Shanghai Lily (Dietrich), known as "the White Flower of the Chinese Coast," and her ex-lover (Brook) meet again on the great Chinese train as it makes its way to Shanghai. When Brook is taken hostage by a scheming rebel leader (Oland) who's on the train, Lily uses her somewhat tarnished virtue as ransom.

From The Movie Guide: "The fourth of the Josef von Sternberg-Marlene Dietrich collaborations (following THE BLUE ANGEL, MOROCCO, and DISHONORED), SHANGHAI EXPRESS is a mystical and exotic story of love and destruction, a film for which star and director became legends. ...

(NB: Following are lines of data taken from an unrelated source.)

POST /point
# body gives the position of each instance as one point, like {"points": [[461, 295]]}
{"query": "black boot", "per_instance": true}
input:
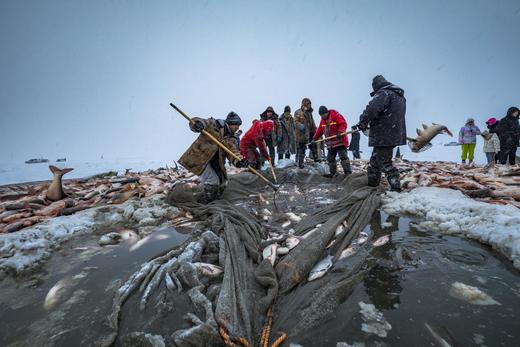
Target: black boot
{"points": [[374, 177], [345, 164], [395, 183], [332, 169]]}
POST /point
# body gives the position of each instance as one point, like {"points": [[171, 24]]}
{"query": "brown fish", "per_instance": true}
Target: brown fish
{"points": [[426, 135], [55, 190]]}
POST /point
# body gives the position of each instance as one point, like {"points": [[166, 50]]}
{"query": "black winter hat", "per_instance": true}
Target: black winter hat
{"points": [[378, 82], [322, 110], [512, 110], [233, 119]]}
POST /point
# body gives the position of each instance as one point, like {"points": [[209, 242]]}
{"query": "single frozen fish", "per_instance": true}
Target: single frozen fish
{"points": [[381, 241], [282, 250], [471, 294], [339, 230], [208, 270], [270, 253], [442, 342], [347, 252], [292, 242], [321, 268]]}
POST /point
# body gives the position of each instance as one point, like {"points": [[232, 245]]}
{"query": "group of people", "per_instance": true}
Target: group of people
{"points": [[501, 139], [383, 120]]}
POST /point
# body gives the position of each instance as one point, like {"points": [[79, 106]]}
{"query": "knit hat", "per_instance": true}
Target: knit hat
{"points": [[267, 126], [322, 110], [491, 121], [233, 119]]}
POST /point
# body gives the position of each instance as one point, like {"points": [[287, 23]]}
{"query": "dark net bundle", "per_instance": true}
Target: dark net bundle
{"points": [[249, 285], [356, 208]]}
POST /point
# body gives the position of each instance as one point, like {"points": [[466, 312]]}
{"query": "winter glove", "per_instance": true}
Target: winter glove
{"points": [[362, 126], [242, 163], [198, 126]]}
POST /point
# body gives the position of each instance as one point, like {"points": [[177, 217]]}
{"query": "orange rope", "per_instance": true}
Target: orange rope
{"points": [[227, 339], [279, 340]]}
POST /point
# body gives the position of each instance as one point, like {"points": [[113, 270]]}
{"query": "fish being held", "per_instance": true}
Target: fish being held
{"points": [[422, 142], [55, 190]]}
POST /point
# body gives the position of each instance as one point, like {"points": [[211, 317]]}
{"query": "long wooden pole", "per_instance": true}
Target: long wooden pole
{"points": [[227, 150], [333, 136]]}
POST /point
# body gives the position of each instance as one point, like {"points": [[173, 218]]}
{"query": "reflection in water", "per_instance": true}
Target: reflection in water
{"points": [[382, 283]]}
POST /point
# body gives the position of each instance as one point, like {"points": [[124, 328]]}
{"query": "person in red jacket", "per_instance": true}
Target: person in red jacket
{"points": [[333, 124], [252, 144]]}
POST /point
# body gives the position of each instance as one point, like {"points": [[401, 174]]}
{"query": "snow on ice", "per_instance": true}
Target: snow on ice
{"points": [[449, 211]]}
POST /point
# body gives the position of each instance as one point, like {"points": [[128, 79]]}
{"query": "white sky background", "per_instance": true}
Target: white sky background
{"points": [[83, 79]]}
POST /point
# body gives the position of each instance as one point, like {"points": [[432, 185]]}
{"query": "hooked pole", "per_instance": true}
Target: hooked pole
{"points": [[333, 136], [227, 150]]}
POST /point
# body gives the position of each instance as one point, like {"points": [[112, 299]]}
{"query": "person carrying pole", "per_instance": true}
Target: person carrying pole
{"points": [[252, 145], [333, 125], [206, 159]]}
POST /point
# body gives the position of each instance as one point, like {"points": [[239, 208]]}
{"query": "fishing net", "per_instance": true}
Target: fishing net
{"points": [[252, 294]]}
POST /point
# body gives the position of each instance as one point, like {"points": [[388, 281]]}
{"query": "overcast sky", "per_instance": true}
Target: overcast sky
{"points": [[83, 79]]}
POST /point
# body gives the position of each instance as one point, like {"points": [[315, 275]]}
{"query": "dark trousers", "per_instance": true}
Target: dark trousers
{"points": [[508, 153], [381, 161], [340, 151], [270, 146], [314, 150], [300, 153]]}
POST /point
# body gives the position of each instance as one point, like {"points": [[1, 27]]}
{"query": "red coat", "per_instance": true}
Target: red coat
{"points": [[255, 138], [333, 125]]}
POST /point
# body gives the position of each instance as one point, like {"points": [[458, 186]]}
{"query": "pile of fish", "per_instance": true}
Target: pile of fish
{"points": [[23, 205], [492, 184]]}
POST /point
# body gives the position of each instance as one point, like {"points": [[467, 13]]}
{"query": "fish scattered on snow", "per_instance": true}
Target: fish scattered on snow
{"points": [[293, 217], [321, 268], [270, 253], [208, 270], [291, 242], [381, 241], [55, 190], [471, 294]]}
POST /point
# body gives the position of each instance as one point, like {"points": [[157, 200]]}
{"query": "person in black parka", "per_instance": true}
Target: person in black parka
{"points": [[509, 134], [385, 116], [354, 144]]}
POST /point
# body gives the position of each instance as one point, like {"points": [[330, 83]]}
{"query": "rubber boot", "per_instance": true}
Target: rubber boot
{"points": [[373, 177], [332, 170], [395, 183], [345, 164]]}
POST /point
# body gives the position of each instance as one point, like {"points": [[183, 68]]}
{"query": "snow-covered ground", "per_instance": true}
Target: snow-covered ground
{"points": [[449, 211], [26, 249], [15, 172]]}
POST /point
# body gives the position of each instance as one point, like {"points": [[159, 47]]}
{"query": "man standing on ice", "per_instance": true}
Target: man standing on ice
{"points": [[204, 158], [252, 144], [334, 124], [385, 116], [305, 127]]}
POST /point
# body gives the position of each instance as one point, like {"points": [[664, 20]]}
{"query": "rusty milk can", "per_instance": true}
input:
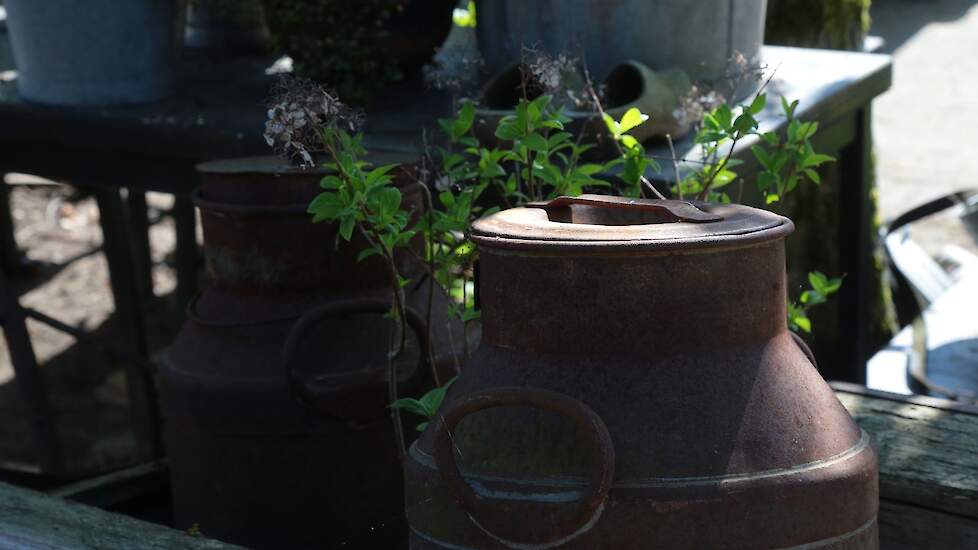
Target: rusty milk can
{"points": [[275, 390], [637, 387]]}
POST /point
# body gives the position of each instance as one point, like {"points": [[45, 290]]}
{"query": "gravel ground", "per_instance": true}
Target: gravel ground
{"points": [[924, 126], [924, 136]]}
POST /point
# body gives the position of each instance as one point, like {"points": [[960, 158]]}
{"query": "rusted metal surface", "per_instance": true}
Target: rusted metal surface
{"points": [[674, 335], [275, 391]]}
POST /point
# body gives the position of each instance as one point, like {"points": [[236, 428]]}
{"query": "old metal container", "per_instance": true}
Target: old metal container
{"points": [[637, 387], [275, 390], [699, 37]]}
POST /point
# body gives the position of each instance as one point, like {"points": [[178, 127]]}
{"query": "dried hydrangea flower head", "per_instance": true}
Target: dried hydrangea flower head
{"points": [[560, 76], [298, 111]]}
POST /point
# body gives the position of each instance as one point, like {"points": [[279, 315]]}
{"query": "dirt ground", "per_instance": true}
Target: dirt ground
{"points": [[58, 228], [924, 135]]}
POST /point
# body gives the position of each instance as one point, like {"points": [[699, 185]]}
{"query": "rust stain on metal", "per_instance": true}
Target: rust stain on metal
{"points": [[275, 390], [663, 326]]}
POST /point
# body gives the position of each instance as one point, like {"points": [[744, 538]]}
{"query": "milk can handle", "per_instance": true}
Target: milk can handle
{"points": [[340, 381], [681, 211], [591, 506]]}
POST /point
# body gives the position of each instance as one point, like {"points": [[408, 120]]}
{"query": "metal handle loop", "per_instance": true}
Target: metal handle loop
{"points": [[591, 506], [805, 348], [681, 211], [341, 383]]}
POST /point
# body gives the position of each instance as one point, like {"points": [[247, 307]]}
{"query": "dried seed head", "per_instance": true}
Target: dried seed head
{"points": [[298, 111]]}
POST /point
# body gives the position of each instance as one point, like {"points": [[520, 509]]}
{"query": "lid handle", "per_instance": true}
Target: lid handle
{"points": [[681, 211]]}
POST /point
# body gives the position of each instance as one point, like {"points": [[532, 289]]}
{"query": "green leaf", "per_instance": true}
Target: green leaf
{"points": [[812, 298], [724, 178], [331, 182], [816, 160], [632, 119], [432, 400], [744, 123], [818, 280], [378, 176], [762, 157], [757, 106], [767, 181], [629, 142], [536, 142], [367, 253], [466, 116], [612, 126], [803, 323], [411, 405], [724, 117], [590, 169], [390, 202], [507, 131], [326, 207], [346, 227], [813, 175]]}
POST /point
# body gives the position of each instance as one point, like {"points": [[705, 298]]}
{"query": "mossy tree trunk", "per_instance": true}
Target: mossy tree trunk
{"points": [[837, 24]]}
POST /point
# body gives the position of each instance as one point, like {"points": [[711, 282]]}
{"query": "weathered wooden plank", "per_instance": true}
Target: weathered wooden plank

"Though von Sternberg insisted the film was based on a one-page treatment handed him by Harry Hervey, the story of SHANGHAI EXPRESS is clearly drawn from Guy de Maupassant's classic short story of a French prostitute during the Franco-Prussian war, 'Boule de Suif.' The final film, however, is all von Sternberg, his enigmatic creation, Dietrich, filling the screen with her stunning persona. Dietrich, as always, gave von Sternberg the exact performance he had envisioned, but feuds and hard feelings ran rampant between the director and the rest of the cast. Von Sternberg was something of a tyrant on the set, and actors received the brunt of his wrath. Lending further credence to his tyrannical image on the set, von Sternberg, who had nearly lost his voice from shouting, dismissed a suggestion from Sam Jaffe to use a megaphone, instead hooking up a public address system."

SHANGHAI EXPRESS won an Oscar for Best Cinematography (Lee Garmes). It was also nominated for Best Picture (losing to GRAND HOTEL) and Director.